THE RISE OF HISTORICAL CRITICISM
4. CHAPTER IV
IT is evident that here Thucydides is ready to admit the variety of
manifestations which external causes bring about in their workings
on the uniform character of the nature of man. Yet, after all is
said, these are perhaps but very general statements: the ordinary
effects of peace and war are dwelt on, but there is no real
analysis of the immediate causes and general laws of the phenomena
of life, nor does Thucydides seem to recognise the truth that if
humanity proceeds in circles, the circles are always widening.
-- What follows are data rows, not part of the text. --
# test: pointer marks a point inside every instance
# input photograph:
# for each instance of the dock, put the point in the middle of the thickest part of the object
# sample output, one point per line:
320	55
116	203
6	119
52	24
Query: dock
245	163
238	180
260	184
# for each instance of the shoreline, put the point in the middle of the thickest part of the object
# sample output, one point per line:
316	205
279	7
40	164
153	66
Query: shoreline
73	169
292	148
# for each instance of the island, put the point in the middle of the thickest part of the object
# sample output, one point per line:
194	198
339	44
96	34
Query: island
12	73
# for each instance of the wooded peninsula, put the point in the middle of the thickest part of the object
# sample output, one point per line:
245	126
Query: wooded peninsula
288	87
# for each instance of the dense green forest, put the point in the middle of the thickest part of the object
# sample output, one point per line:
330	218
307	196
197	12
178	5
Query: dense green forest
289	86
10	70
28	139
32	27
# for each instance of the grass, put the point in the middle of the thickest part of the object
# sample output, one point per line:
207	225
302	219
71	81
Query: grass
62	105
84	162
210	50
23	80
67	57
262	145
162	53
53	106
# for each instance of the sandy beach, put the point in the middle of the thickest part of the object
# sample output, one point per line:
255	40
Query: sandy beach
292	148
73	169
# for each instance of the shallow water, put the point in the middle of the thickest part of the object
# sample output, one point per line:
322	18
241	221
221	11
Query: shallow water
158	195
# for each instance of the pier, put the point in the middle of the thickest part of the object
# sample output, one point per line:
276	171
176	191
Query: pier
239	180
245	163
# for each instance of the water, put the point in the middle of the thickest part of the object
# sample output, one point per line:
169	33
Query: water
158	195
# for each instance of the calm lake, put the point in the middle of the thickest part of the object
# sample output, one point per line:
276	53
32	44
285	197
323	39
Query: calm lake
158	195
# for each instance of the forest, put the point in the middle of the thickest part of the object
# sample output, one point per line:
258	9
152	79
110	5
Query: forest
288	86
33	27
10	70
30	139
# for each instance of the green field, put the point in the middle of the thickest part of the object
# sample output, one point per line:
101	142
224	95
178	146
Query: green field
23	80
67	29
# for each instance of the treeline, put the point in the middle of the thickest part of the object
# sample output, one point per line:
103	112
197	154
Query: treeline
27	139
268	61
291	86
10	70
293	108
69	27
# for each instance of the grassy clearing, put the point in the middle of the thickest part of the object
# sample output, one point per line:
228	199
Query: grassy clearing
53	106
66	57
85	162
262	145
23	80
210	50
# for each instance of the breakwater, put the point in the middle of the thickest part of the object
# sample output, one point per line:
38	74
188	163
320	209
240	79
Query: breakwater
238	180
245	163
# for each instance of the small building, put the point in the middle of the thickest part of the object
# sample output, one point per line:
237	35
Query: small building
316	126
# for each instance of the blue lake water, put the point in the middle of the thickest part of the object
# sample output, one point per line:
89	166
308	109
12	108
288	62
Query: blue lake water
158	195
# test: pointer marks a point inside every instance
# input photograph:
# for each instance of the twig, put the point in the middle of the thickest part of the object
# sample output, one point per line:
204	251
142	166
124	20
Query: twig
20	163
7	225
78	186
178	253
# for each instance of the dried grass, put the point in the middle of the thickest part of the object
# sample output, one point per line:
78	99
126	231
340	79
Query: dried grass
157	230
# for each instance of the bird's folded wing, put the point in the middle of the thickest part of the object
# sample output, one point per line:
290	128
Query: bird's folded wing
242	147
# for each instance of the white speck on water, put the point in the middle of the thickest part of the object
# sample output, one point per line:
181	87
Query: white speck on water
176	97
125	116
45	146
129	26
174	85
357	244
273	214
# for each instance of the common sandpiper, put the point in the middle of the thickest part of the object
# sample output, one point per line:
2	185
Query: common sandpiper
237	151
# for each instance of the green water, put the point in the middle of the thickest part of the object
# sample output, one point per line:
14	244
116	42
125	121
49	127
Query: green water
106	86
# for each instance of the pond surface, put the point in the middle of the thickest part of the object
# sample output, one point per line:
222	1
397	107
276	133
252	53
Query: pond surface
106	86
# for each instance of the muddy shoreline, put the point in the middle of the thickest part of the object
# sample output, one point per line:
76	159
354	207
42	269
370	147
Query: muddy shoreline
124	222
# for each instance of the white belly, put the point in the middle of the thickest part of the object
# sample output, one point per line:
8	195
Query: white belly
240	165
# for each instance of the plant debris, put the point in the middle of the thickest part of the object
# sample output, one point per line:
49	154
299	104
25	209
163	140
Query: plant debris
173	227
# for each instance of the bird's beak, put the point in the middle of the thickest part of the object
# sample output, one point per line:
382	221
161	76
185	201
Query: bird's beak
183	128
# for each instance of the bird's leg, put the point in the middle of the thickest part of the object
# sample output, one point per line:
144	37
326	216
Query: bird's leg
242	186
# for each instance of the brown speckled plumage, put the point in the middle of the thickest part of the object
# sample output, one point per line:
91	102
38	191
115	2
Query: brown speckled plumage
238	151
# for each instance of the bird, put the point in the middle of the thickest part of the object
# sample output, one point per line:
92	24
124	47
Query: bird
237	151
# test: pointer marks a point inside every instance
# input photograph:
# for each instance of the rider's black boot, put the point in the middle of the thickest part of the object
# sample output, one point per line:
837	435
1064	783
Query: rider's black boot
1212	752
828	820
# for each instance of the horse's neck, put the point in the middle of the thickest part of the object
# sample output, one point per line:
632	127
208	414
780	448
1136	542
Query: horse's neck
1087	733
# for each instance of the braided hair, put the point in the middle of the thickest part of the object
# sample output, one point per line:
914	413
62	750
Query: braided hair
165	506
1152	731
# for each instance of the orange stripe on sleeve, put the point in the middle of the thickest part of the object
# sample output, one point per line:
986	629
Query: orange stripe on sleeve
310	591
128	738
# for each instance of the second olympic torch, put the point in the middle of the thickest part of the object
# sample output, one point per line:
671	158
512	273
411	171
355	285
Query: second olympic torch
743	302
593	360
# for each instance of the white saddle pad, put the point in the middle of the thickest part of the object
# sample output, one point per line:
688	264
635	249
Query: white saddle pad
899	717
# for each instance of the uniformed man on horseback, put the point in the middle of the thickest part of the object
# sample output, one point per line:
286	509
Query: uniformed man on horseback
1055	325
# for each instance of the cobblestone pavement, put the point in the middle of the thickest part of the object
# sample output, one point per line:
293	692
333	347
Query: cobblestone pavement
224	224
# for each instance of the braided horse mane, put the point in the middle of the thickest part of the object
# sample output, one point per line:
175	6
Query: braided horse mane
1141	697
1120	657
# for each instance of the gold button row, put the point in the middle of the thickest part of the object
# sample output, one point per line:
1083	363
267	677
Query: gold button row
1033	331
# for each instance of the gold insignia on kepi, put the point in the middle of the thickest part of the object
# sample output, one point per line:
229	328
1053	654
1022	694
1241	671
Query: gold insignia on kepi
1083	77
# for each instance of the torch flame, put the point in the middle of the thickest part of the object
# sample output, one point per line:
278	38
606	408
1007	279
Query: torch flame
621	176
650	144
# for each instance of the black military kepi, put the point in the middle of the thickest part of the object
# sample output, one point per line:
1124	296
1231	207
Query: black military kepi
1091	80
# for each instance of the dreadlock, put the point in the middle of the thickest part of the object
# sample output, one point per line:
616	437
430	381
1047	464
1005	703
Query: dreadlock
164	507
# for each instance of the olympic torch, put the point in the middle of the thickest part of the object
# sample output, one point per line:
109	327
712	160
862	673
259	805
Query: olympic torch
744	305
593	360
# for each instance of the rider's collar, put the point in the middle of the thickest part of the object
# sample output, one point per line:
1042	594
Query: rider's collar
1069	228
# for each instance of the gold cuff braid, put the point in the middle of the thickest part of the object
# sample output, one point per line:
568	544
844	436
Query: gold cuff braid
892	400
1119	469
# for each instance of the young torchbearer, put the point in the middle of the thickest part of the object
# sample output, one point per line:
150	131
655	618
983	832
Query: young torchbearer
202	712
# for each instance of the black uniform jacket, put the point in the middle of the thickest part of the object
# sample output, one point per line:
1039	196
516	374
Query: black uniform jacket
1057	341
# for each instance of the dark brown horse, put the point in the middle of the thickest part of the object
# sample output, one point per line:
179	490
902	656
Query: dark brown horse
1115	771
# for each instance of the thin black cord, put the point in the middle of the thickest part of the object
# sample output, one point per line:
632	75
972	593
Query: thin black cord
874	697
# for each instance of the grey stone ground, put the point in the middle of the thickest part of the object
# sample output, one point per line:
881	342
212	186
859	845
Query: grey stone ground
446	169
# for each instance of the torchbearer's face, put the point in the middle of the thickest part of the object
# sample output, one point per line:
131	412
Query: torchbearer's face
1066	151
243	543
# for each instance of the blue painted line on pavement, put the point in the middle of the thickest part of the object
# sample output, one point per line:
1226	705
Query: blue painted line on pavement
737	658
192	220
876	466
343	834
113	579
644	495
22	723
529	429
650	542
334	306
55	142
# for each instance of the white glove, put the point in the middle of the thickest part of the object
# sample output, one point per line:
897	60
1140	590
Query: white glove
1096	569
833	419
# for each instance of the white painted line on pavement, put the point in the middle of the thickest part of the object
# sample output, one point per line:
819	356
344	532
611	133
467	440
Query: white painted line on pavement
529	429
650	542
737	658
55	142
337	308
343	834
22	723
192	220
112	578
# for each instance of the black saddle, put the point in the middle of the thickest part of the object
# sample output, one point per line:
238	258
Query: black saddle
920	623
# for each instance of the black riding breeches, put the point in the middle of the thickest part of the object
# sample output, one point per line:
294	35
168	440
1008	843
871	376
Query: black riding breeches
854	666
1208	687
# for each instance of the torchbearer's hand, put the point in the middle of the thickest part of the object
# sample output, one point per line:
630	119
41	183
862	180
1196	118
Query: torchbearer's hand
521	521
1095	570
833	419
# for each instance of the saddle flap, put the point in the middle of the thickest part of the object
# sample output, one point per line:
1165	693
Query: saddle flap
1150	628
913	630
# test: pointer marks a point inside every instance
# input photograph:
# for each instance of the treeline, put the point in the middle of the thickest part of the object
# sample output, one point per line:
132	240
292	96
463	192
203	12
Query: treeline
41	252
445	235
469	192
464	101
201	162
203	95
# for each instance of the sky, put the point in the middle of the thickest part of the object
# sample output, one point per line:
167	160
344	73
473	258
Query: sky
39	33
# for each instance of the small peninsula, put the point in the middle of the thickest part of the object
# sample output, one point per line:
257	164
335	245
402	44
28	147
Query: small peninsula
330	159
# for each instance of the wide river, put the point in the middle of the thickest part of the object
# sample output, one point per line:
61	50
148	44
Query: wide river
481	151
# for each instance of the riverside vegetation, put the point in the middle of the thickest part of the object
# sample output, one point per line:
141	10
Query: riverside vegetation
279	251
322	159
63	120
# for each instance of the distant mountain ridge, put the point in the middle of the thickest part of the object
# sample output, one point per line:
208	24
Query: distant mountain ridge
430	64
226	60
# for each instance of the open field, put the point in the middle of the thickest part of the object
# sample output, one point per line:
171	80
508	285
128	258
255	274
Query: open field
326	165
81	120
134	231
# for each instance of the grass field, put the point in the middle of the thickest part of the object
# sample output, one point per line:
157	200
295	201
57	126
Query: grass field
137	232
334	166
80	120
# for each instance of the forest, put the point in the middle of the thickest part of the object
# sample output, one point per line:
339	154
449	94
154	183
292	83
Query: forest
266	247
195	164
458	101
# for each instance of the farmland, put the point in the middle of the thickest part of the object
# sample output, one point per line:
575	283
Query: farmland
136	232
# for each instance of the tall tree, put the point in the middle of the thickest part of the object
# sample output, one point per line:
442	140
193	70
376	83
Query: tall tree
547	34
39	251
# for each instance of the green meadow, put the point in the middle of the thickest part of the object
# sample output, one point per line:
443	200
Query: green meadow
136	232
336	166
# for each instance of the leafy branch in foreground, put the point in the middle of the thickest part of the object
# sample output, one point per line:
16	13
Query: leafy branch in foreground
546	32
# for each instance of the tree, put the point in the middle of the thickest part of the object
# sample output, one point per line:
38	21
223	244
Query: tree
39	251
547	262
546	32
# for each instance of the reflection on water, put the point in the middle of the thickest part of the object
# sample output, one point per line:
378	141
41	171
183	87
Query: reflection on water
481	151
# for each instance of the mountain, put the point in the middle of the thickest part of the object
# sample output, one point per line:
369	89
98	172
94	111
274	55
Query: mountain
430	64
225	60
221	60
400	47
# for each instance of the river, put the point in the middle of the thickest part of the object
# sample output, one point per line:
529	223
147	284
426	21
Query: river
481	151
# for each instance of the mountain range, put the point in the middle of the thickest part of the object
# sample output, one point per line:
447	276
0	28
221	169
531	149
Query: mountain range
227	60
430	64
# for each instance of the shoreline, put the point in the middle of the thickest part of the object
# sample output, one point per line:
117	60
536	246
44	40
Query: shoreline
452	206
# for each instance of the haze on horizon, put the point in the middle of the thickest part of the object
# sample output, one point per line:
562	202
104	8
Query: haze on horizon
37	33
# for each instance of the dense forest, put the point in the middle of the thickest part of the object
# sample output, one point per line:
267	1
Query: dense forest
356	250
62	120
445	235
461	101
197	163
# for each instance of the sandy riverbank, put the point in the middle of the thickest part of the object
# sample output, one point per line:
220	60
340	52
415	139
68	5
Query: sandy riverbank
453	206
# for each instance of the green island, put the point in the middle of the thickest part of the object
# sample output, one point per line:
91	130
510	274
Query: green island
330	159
Perhaps we may say that with him the philosophy of history is
partly in the metaphysical stage, and see, in the progress of this
idea from Herodotus to Polybius, the exemplification of the Comtian
Law of the three stages of thought, the theological, the
metaphysical, and the scientific: for truly out of the vagueness
of theological mysticism this conception which we call the
Philosophy of History was raised to a scientific principle,
according to which the past was explained and the future predicted
by reference to general laws.
Now, just as the earliest account of the nature of the progress of
humanity is to be found in Plato, so in him we find the first
explicit attempt to found a universal philosophy of history upon
wide rational grounds. Having created an ideally perfect state,
the philosopher proceeds to give an elaborate theory of the complex
causes which produce revolutions, of the moral effects of various
forms of government and education, of the rise of the criminal
classes and their connection with pauperism, and, in a word, to
create history by the deductive method and to proceed from a priori
psychological principles to discover the governing laws of the
apparent chaos of political life.
There have been many attempts since Plato to deduce from a single
philosophical principle all the phenomena which experience
subsequently verifies for us. Fichte thought he could predict the
world-plan from the idea of universal time. Hegel dreamed he had
found the key to the mysteries of life in the development of
freedom, and Krause in the categories of being. But the one
scientific basis on which the true philosophy of history must rest
is the complete knowledge of the laws of human nature in all its
wants, its aspirations, its powers and its tendencies: and this
great truth, which Thucydides may be said in some measure to have
apprehended, was given to us first by Plato.